Norway's largest exhibitor, the municipally-owned Oslo Cinemas, will be privatised before the end of this year, with the Oslo City Council which owns the company, planning to sell between 66 % and 100 % of its shares.

Oslo Cinemas operates with 11 cinemas and 31 screens and attracted 3 million admissions last year. It controls more than 25 % of Norway's cinema market.

The terms of the sale have not yet been unveiled. However, it is already clear that cinema properties worth $27m and owned by Oslo Cinemas will be sold separately to real estate investors or cinema operators as part of the privatisation process set to begin this month. The asking price for the operating company without the properties will be $6.7m.

When half of the Oslo Cinemas' board rejected a proposed increase of the stake to be sold from 66 % to 100 % earlier this month, the opposing board members were immediately fired by the Oslo City councillor.

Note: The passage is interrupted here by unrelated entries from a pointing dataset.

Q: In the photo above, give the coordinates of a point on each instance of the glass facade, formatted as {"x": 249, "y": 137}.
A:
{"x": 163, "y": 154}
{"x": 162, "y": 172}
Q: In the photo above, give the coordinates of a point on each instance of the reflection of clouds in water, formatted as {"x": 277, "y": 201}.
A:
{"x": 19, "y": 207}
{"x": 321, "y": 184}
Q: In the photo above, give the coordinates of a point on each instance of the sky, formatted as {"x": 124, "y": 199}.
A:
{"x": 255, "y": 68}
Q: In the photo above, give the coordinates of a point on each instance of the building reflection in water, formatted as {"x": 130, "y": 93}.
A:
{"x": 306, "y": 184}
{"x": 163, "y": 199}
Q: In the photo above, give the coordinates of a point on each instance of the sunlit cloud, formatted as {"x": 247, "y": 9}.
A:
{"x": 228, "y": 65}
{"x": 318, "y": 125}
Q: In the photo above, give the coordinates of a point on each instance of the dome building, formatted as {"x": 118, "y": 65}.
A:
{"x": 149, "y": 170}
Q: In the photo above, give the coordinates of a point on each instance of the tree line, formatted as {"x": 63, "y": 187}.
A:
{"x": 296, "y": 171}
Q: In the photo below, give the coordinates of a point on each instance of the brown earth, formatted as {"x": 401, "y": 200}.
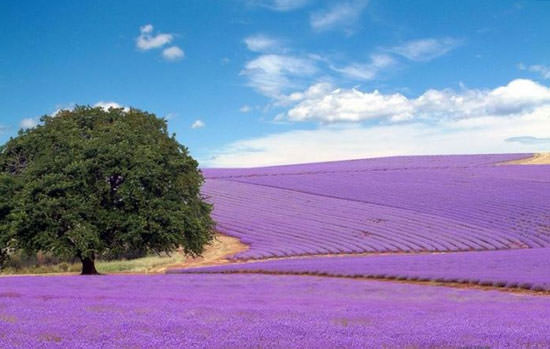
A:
{"x": 537, "y": 159}
{"x": 217, "y": 253}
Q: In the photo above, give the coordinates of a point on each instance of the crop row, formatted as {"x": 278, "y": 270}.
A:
{"x": 261, "y": 311}
{"x": 278, "y": 223}
{"x": 475, "y": 206}
{"x": 526, "y": 269}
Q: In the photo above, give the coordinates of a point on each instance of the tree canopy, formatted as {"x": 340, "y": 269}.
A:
{"x": 90, "y": 182}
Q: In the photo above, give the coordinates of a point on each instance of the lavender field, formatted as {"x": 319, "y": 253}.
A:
{"x": 524, "y": 269}
{"x": 252, "y": 311}
{"x": 460, "y": 220}
{"x": 399, "y": 204}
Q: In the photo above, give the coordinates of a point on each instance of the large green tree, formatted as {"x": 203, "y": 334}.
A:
{"x": 90, "y": 182}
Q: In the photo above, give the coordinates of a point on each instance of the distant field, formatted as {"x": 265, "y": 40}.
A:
{"x": 526, "y": 269}
{"x": 397, "y": 204}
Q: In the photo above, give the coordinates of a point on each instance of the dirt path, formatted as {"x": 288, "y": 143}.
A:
{"x": 215, "y": 254}
{"x": 537, "y": 159}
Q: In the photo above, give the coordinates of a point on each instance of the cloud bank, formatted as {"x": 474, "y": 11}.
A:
{"x": 510, "y": 118}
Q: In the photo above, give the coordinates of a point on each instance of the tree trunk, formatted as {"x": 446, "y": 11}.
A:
{"x": 88, "y": 266}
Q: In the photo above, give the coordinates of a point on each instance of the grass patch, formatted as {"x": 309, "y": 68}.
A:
{"x": 138, "y": 265}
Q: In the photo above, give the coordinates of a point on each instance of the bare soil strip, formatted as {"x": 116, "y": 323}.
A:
{"x": 464, "y": 285}
{"x": 537, "y": 159}
{"x": 217, "y": 253}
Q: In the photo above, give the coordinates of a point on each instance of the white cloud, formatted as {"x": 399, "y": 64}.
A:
{"x": 331, "y": 104}
{"x": 173, "y": 53}
{"x": 198, "y": 124}
{"x": 340, "y": 15}
{"x": 261, "y": 43}
{"x": 245, "y": 108}
{"x": 425, "y": 49}
{"x": 280, "y": 5}
{"x": 28, "y": 123}
{"x": 542, "y": 70}
{"x": 272, "y": 74}
{"x": 487, "y": 134}
{"x": 369, "y": 70}
{"x": 108, "y": 105}
{"x": 147, "y": 41}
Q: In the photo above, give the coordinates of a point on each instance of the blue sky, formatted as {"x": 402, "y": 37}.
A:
{"x": 258, "y": 82}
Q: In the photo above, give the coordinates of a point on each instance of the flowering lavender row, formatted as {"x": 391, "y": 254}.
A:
{"x": 439, "y": 203}
{"x": 374, "y": 164}
{"x": 252, "y": 311}
{"x": 527, "y": 269}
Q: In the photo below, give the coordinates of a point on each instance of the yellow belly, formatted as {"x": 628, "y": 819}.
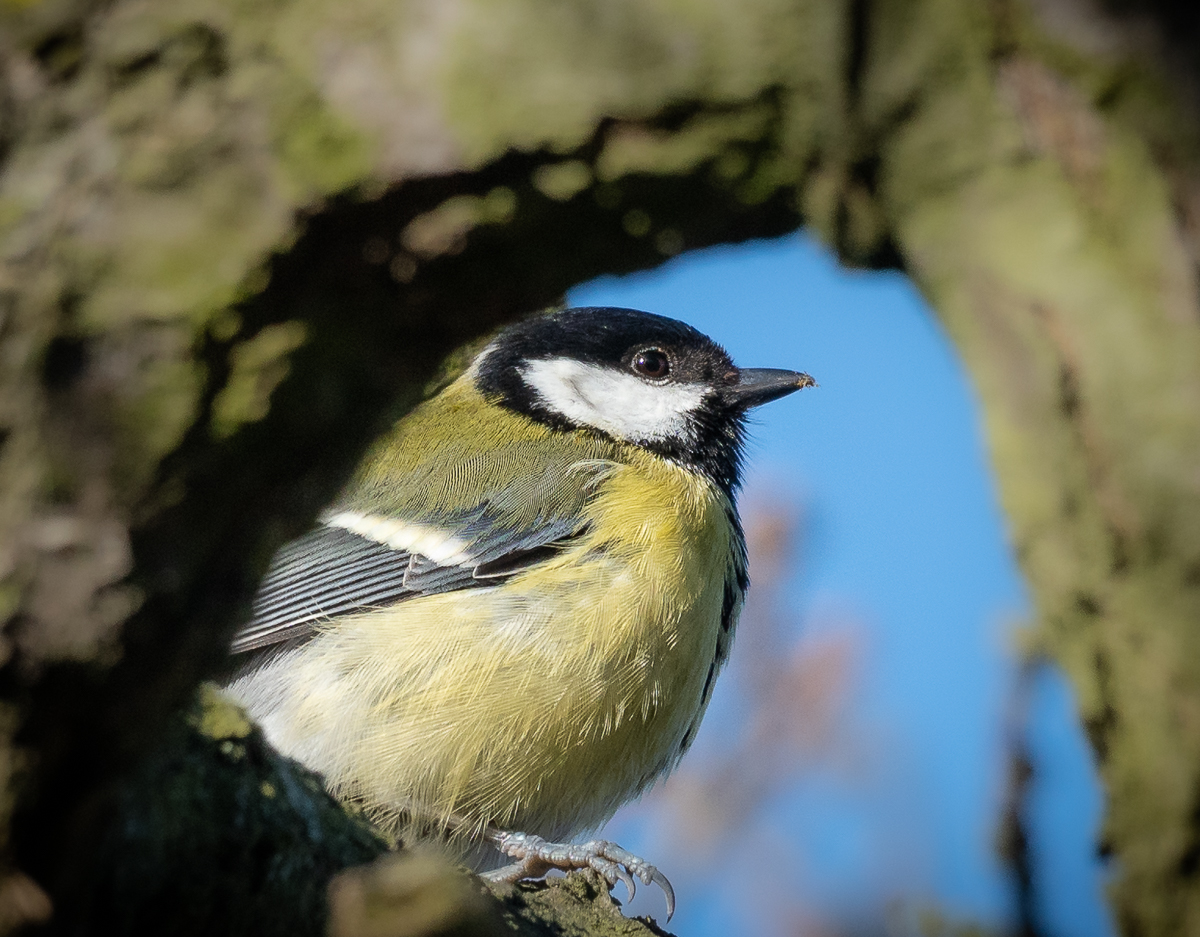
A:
{"x": 540, "y": 704}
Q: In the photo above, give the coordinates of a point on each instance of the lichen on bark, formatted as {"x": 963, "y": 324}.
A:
{"x": 237, "y": 240}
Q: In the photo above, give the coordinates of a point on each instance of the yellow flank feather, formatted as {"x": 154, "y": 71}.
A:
{"x": 539, "y": 704}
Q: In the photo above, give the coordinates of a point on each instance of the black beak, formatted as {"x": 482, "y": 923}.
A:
{"x": 757, "y": 385}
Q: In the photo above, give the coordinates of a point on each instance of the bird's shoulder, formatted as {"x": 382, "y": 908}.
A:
{"x": 460, "y": 494}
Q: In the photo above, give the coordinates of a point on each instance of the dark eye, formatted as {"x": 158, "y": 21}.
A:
{"x": 652, "y": 364}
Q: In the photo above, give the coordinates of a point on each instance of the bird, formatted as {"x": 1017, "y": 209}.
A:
{"x": 510, "y": 622}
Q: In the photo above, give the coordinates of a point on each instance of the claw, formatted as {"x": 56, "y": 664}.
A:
{"x": 535, "y": 857}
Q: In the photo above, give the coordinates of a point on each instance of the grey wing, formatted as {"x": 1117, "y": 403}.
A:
{"x": 333, "y": 571}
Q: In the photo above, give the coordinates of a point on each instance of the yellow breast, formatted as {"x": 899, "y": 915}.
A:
{"x": 539, "y": 704}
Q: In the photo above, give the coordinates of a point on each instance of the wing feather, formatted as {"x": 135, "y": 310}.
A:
{"x": 333, "y": 571}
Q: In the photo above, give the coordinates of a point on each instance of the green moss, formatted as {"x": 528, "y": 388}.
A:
{"x": 259, "y": 365}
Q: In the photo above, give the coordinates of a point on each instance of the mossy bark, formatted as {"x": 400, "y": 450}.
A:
{"x": 238, "y": 239}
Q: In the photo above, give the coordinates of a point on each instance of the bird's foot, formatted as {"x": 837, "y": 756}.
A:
{"x": 535, "y": 857}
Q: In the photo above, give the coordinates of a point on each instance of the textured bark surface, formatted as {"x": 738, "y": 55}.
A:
{"x": 238, "y": 239}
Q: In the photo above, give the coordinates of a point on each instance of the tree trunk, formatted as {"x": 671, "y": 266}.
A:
{"x": 238, "y": 240}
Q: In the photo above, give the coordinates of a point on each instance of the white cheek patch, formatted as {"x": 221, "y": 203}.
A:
{"x": 613, "y": 401}
{"x": 429, "y": 541}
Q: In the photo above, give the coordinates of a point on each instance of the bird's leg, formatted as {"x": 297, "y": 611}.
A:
{"x": 535, "y": 857}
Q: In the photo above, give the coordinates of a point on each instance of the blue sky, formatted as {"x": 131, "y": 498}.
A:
{"x": 904, "y": 538}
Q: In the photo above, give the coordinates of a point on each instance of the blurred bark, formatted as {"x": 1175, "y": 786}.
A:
{"x": 238, "y": 239}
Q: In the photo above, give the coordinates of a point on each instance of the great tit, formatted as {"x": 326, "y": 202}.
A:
{"x": 513, "y": 617}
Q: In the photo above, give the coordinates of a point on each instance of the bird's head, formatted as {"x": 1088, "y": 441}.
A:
{"x": 640, "y": 378}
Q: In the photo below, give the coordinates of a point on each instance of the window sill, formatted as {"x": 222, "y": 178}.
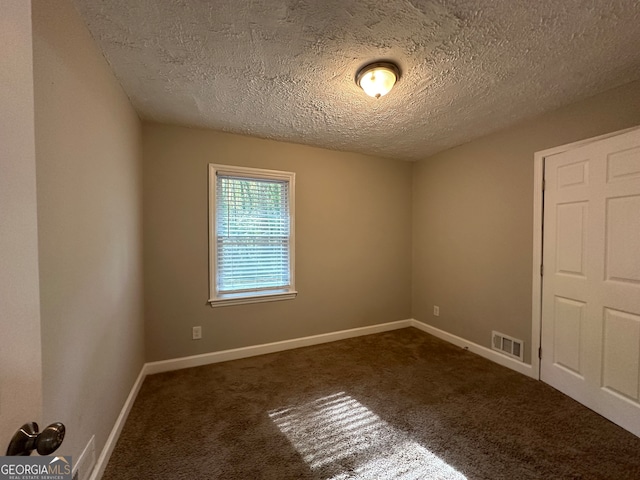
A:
{"x": 243, "y": 298}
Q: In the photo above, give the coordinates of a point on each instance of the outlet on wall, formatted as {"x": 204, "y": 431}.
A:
{"x": 197, "y": 333}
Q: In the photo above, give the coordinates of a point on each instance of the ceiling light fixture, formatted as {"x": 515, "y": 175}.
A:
{"x": 377, "y": 79}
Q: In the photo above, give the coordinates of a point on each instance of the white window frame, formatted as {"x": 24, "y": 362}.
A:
{"x": 217, "y": 299}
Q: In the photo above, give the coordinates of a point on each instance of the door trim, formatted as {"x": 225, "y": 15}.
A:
{"x": 538, "y": 216}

Almost simultaneously, liquidation plans for five cinema sites - among them the centrally located Filmteatret and Felix cinemas - became known to the public, sparking a furious public debate around the future of Oslo's Cinemas

While private exhibitors have been running movie theatres for decades in other Scandinavian countries, Norwegian municipalities have regulated the number of theatres as well as their ownership structure in Oslo since 1913.

Several pan-Scandinavian exhibitors including Bonnier-owned SF Kino, Egmont-owned Nordisk Film Biografer and Schibsted-owned Sandrew-Metronome are expected to bid, along with local exhibitors such as the private cinema chain Kino 1.

The sales prospectus will be made public later this month and bids will be received until December 17th, when the Oslo City Council will decide how and to whom the Oslo Cinemas will be sold.

The exhibitor had a turnover of $29.1m and a $1.5m in pretax profit last year.